Series B Preferred Stock
On May 20, 2008, we sold to Mr. Koehler 12,820 shares of our Series B Preferred Stock, all of which were initially convertible into an aggregate of 366 shares of our common stock based on an initial preferred-to-common conversion ratio of approximately 1-for-0.03, and warrants to purchase an aggregate of 184 shares of our common stock at a split-adjusted exercise price of $735 per share, for an aggregate purchase price of $250,000. As a result of various anti-dilution adjustments, the conversion ratio of the Series B Preferred Stock has increased to approximately 1-for-0.68.
For each of the years ended December 31, 2019, 2018 and 2017, we accrued and paid cash dividends in the amount of $13,089, $17,500 and $17,500, respectively, in respect of shares of Series B Preferred Stock held by Mr. Koehler. As of March 31, 2020, an aggregate of $8,774 of dividends in respect of shares of our Series B Preferred Stock held by Mr. Koehler were accrued and unpaid.
On December 19, 2019, certain holders of our outstanding Series B Preferred Stock, including Mr. Koehler, agreed to waive any and all of their respective rights and remedies against us with respect to any unpaid quarterly cumulative dividends on our Series B Preferred Stock until we pay in full all of our obligations under our senior secured notes or upon certain events of default, whichever is earlier.
Restricted Stock Grants
On April 22, 2019, we granted 42,000 shares of our restricted common stock to Mr.

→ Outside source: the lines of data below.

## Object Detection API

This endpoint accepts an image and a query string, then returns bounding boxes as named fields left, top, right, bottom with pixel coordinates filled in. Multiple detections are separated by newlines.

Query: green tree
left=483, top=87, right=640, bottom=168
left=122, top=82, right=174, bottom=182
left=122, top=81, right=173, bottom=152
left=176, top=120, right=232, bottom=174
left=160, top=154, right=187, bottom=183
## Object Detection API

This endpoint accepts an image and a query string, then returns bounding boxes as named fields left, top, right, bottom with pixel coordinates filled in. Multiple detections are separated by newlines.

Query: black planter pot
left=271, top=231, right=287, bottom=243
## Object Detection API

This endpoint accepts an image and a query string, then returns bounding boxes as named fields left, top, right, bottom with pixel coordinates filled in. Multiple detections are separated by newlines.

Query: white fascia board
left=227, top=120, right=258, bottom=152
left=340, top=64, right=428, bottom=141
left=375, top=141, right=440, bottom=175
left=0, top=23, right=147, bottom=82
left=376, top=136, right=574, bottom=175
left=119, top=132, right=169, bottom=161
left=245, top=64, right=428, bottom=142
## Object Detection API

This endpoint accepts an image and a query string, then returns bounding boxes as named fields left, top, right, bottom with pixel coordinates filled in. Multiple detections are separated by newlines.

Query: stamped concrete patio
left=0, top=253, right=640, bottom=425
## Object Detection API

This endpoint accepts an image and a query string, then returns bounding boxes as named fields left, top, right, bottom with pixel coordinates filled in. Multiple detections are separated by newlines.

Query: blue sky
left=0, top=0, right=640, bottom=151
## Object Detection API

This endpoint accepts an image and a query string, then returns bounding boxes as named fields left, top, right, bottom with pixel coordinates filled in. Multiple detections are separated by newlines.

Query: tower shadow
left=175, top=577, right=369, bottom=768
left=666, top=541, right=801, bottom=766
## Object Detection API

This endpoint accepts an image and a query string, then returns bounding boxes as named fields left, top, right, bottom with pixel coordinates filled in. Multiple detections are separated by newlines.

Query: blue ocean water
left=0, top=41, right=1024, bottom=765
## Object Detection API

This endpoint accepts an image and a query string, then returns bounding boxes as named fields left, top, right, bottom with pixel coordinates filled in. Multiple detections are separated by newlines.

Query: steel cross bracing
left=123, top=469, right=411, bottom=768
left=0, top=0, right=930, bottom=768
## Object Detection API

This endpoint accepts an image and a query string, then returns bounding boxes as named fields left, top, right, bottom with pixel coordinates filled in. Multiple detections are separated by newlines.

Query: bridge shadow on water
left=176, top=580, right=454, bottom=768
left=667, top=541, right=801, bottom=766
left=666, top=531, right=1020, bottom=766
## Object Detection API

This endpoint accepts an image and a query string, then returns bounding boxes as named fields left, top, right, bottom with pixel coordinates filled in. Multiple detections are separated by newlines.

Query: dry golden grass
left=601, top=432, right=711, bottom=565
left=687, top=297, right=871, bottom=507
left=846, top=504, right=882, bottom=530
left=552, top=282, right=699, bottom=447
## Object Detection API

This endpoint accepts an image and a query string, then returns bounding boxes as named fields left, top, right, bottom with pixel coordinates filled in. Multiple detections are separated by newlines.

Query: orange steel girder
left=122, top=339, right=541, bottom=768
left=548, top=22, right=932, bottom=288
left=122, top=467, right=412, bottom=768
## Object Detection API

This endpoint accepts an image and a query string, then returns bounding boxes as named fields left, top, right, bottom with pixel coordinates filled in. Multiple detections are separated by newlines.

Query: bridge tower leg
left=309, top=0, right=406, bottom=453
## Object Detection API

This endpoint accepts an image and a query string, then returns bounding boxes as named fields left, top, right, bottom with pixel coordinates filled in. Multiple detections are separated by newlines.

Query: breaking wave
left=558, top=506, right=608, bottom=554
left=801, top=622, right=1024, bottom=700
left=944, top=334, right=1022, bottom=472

Koehler in consideration of services to be provided. The value of the common stock was determined to be $47,040. The shares vested 50% on April 1, 2020 and vest 50% on April 1, 2021.
On June 14, 2018, we granted 34,722 shares of our restricted common stock to Mr. Koehler in consideration of services to be provided. The value of the common stock was determined to be $106,944. The shares vested 33% on each of April 1, 2019 and 2020 and vest 34% on April 1, 2021.
On March 15, 2017, we granted 18,518 shares of our restricted common stock to Mr. Koehler in consideration of services to be provided. The value of the common stock was determined to be $124,997. The shares vested 33% on each of April 1, 2018 and 2019, and vested 34% on April 1, 2020.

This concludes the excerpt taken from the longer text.